Physical characteristics
- Source: Confluence of Dorst Creek and Stony Creek
- • coordinates: 36°38′38″N 118°50′44″W﻿ / ﻿36.64389°N 118.84556°W
- • elevation: 5,389 ft (1,643 m)
- Mouth: Kaweah River
- • location: Three Rivers
- • coordinates: 36°26′51″N 118°54′08″W﻿ / ﻿36.44750°N 118.90222°W
- • elevation: 807 ft (246 m)
- Length: 21.4 mi (34.4 km)
- Basin size: 138.4 sq mi (358 km^{2})

= North Fork Kaweah River =

The North Fork Kaweah River is a 21.4 mi-long tributary of the Kaweah River in Tulare County, California.
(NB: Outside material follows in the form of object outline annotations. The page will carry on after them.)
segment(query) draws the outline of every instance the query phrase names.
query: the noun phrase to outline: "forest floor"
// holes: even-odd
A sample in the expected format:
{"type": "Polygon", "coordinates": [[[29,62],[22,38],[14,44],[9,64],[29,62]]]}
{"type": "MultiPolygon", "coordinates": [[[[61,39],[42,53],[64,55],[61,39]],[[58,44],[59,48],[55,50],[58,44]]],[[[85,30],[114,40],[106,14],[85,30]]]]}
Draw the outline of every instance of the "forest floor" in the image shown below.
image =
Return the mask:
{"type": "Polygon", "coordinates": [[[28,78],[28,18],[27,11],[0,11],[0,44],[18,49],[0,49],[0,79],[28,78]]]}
The river starts at the confluence of Dorst Creek and Stony Creek, near Dorst Creek Campground in Sequoia National Park. It flows west and is joined by Redwood Creek, which drains Redwood Mountain Grove, the largest grove of giant sequoias on earth. The river then turns south, flowing through a remote canyon, forming the western boundary of the park as far as Yucca Creek, which flows from Crystal Cave in Sequoia National Park. It continues south and passes the Three Rivers Airport before emptying into the Kaweah River at Three Rivers.